I have the following class, as close as possible to my production code:

#include <iostream>

template <typename T>
struct M {

    M(std::string a, std::string b, T value = T(), const bool ready = false) : m_value{value}, m_ready{ ready } {}

    T m_value;
    bool m_ready;

};

auto main() -> int {
    {
        M<int> m{"a", "b"};
        std::cerr << m.m_value << std::endl;
    }
    {
        M<int> m{"a", "b", true};
        std::cerr << m.m_value << std::endl;
    }
}

In the first instance the value of m_value is 0 as expected. In the second it's 1 since it's taking the value of bool. Is there a way to avoid the conversion?

Answer 1

I think this works

#include <iostream>
#include <type_traits>

template <typename T>
struct M {

    template <typename U=T, typename=std::enable_if_t<std::is_same_v<T, U>>>
    M(std::string a, std::string b, U value = U(), const bool ready = false) : m_value{value}, m_ready{ ready } {}

    T m_value;
    bool m_ready;

};

auto main() -> int {
    {
        M<int> m{"a", "b"};
        std::cout << m.m_value << std::endl;
    }
    {
        M<int> m{"a", "b", 1};
        std::cout << m.m_value << std::endl;
    }
    {
        // This does not compile
        // M<int> m{"a", "b", true};
        // std::cout << m.m_value << std::endl;
    }
    {
        // This compiles
        M<bool> m{"a", "b", true};
        std::cout << m.m_value << std::endl;
    }
    return 0;
}

Answer 2

You can add another constructor to reject anything that isn't exactly T:

template <typename T>
struct M {
    M(std::string a, std::string b, T value = T(), const bool ready = false);

    template <typename U>
    M(std::string, std::string, U, bool = false) = delete;
};

M<int>("hello", hello", true) will prefer the constructor template, which is deleted. But note that so will M<int>("hello", "hello", '4') as well as M<int>("hello", "hello", 4u). So it's a question of really working through which precise things you want to delete.

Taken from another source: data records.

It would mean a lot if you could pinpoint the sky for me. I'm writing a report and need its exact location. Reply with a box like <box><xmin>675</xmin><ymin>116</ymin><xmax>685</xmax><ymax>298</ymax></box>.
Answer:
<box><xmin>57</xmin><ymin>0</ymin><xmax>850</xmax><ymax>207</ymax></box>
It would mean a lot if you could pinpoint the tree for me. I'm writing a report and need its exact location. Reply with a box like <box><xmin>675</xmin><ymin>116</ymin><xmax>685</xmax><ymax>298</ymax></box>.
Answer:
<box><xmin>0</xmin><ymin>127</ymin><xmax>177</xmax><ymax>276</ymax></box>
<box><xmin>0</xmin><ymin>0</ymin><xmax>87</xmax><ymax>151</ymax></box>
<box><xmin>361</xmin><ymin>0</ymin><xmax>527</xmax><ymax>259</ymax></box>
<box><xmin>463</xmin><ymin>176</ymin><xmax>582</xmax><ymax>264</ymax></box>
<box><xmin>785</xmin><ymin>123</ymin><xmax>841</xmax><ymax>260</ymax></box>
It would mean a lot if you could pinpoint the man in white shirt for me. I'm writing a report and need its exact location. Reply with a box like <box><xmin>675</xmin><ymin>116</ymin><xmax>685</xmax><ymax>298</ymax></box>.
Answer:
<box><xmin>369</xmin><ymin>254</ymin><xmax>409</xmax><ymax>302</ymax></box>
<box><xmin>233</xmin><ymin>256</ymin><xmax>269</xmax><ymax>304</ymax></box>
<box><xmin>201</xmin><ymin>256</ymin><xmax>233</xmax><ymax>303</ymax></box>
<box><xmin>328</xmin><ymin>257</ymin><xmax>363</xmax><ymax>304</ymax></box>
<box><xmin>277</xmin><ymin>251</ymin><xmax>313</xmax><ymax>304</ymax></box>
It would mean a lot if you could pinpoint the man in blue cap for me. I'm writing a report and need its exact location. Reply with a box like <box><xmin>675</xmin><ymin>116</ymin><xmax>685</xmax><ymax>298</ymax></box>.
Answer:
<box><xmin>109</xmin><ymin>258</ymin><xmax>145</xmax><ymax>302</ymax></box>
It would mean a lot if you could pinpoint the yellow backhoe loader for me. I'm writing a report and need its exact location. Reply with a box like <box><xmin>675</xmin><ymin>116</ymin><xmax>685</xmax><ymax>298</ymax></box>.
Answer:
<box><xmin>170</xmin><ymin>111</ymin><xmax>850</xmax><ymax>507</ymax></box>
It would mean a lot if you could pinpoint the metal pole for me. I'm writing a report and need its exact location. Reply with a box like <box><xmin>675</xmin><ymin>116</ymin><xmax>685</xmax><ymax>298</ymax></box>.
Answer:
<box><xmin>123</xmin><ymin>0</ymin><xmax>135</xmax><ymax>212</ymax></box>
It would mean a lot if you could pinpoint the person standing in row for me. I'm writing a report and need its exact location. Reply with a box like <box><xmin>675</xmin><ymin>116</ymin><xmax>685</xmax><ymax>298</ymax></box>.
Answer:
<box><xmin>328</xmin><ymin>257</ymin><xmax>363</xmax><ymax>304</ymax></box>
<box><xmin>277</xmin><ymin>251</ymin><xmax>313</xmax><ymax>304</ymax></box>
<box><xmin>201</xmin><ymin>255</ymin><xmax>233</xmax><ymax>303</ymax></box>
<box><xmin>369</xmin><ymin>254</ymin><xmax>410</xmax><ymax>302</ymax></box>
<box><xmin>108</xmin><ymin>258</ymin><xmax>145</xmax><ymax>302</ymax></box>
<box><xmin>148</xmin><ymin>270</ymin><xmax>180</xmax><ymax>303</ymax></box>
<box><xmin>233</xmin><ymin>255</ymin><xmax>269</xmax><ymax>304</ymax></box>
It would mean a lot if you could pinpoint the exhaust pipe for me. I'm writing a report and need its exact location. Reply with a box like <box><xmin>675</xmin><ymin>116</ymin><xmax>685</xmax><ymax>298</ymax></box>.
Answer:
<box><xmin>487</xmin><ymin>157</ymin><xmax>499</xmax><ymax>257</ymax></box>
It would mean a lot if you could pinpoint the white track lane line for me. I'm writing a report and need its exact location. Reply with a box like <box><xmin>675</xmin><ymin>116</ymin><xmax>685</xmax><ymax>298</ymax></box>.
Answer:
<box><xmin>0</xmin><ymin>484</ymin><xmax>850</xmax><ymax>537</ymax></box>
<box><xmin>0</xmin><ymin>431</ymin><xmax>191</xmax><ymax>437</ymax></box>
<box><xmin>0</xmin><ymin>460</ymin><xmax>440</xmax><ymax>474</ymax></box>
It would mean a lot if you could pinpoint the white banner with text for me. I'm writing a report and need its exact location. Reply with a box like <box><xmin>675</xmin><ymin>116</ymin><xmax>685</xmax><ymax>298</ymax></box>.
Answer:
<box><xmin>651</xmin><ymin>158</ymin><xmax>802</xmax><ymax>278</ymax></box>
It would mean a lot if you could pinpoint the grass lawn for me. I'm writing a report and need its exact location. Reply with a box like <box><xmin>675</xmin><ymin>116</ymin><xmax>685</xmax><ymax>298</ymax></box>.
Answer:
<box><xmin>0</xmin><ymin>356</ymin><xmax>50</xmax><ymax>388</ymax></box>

If you literally only want to reject exactly bool, you can do that by constraining the template:

template <typename U, std::enable_if_t<std::is_same_v<U, bool>, int> = 0>
M(std::string, std::string, U, bool = false) = delete;

Or, in C++20:

template <std::same_as<bool> U>
M(std::string, std::string, U, bool = false) = delete;

or:

M(std::string, std::string, std::same_as<bool> auto, bool = false) = delete;

Doing it this way would still allow M<bool> to be constructible from two strings and a bool, since the non-template constructor would still be a better match.

Answer 3

You can prevent the conversion by explicitly deleting a version that directly takes bool as the third parameter:

M(std::string, std::string, bool, bool = false) = delete;

However, if T is bool, that's going to cause problems. So you would need to use some SFINAE gymnastics to make this definition appear only when T is convertible to bool but isn't actually bool.